Von politischen Zielen weit entfernt, – außer Flüchtlingspolitik und Corona-Maßnahmen interessiert offenbar nichts -, verliert man sich in aggressivem Selbstmitleid. Hab ja keine Arbeit, hier gibt’s ja nix. Ja klar. Warum auch? Weil ihr so weltoffene, rücksichtsvolle und tolerante Menschen seid?

Natürlich hat die Bundespolitik Fehler gemacht. Der Osten hätte nicht nur finanzielle Hilfen und das Anlocken von Investoren gebraucht, sondern auch einen besseren Anschluss an Westdeutschland. Zu sehr verließ man sich darauf, dass die Menschen in Ostdeutschland nach den vermeintlich lähmenden und eingeschränkten DDR-Zeiten begeistert die westliche Lebensweise und deren Freiheiten übernehmen würden.

Die politische Bildung in Schulen wurde vernachlässigt und über rechte Strömungen bei Polizei und Sicherheitsbehörden hinweggesehen. Ein Prozess, der noch immer andauert. Dabei zählen die sozialen Probleme ebenso zum Alltag wie die Angriffe auf die Demokratie.

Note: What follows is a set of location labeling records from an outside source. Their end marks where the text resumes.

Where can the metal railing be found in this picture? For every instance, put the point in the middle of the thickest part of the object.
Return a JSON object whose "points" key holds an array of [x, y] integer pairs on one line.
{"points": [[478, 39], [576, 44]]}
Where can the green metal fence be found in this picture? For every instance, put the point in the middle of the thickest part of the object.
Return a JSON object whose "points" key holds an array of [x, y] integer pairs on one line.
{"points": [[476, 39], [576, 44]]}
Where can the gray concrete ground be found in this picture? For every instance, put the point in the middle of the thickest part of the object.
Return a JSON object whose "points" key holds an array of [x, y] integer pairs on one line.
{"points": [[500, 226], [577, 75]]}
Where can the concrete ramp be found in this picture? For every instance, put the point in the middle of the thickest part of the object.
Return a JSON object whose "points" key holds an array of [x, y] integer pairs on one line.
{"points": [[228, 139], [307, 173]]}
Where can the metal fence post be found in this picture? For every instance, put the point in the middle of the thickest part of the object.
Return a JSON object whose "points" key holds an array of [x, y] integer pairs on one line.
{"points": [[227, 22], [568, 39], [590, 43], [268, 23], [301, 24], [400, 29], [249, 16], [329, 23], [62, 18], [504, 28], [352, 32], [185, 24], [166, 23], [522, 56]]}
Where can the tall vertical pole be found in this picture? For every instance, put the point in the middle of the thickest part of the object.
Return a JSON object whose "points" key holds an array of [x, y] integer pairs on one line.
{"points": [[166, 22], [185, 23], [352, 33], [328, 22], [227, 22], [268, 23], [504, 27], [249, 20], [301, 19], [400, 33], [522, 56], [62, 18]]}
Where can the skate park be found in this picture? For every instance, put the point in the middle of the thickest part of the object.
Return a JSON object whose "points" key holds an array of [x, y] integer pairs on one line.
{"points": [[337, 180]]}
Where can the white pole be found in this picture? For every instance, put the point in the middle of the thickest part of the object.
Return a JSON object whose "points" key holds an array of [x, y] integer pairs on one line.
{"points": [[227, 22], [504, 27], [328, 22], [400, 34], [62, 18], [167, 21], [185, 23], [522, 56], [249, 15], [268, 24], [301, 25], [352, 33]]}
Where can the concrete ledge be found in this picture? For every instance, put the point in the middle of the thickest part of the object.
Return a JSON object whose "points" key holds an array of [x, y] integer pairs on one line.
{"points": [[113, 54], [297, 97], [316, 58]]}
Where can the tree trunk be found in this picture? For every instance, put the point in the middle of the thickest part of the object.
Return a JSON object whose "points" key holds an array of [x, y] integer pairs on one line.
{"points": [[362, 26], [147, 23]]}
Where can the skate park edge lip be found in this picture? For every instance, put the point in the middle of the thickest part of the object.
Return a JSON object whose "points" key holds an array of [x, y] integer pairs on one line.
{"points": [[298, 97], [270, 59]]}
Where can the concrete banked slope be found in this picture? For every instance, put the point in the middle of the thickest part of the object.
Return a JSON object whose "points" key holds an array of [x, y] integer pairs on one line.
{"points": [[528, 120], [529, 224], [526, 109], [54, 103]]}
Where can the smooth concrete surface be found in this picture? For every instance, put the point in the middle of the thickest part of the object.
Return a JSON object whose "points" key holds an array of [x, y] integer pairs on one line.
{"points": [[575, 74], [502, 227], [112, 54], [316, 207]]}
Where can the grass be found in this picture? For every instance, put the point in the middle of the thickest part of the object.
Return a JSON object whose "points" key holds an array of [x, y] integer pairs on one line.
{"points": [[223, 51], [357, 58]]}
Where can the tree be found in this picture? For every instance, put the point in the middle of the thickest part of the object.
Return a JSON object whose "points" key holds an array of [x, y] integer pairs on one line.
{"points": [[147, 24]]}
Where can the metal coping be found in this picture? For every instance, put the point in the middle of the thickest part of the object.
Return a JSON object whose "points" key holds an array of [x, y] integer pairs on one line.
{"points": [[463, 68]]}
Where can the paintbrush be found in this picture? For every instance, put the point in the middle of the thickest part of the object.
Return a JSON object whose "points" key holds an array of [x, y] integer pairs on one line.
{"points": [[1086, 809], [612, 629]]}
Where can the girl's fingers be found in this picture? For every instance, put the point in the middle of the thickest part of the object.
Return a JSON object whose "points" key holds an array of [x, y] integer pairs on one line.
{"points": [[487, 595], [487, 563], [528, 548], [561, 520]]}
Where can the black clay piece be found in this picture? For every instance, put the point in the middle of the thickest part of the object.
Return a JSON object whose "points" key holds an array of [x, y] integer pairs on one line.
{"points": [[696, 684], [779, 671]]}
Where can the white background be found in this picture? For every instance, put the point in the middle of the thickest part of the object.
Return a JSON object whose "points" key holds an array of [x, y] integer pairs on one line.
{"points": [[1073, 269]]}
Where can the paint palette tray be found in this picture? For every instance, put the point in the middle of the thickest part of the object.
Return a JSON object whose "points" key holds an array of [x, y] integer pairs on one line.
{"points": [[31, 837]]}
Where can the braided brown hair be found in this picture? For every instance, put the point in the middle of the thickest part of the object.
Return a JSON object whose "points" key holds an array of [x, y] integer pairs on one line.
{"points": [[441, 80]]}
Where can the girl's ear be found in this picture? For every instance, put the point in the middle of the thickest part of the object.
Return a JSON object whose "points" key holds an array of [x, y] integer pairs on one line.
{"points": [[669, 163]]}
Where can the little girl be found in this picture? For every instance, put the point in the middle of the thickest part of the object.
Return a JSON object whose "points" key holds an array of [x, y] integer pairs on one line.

Wo solche Stimmung herrscht, flüchten diejenigen, die anders denken. Gerade junge Intellektuelle verlassen Ostdeutschland, sobald sie das Geld für eine Fahrkarte zusammengespart haben. Zurück bleiben die älteren Generationen, die das alles früher irgendwie besser fanden, weil da wenigstens die ganze Familie zusammen war.

Es bleiben die Nationalisten, die sich ein halbes Land als Spielwiese erobert haben und den Platz der Weggezogenen einnehmen. Mit deren Eltern Kaffee trinken und ihnen erklären, dass ihre Kinder wegen all der Ausländer oder der Bundespolitik in die Stadt gezogen seien.

Und es bleiben die Jüngsten. Die in einer Atmosphäre des Dünkels und der Ressentiments aufwachsen. Sich an den gesellschaftlichen und politischen Strömungen orientieren, die am lautesten auf sich aufmerksam machen. Denen es in einem solchem Umfeld immer schwerer fallen dürfte, tolerant und weltoffen zu bleiben.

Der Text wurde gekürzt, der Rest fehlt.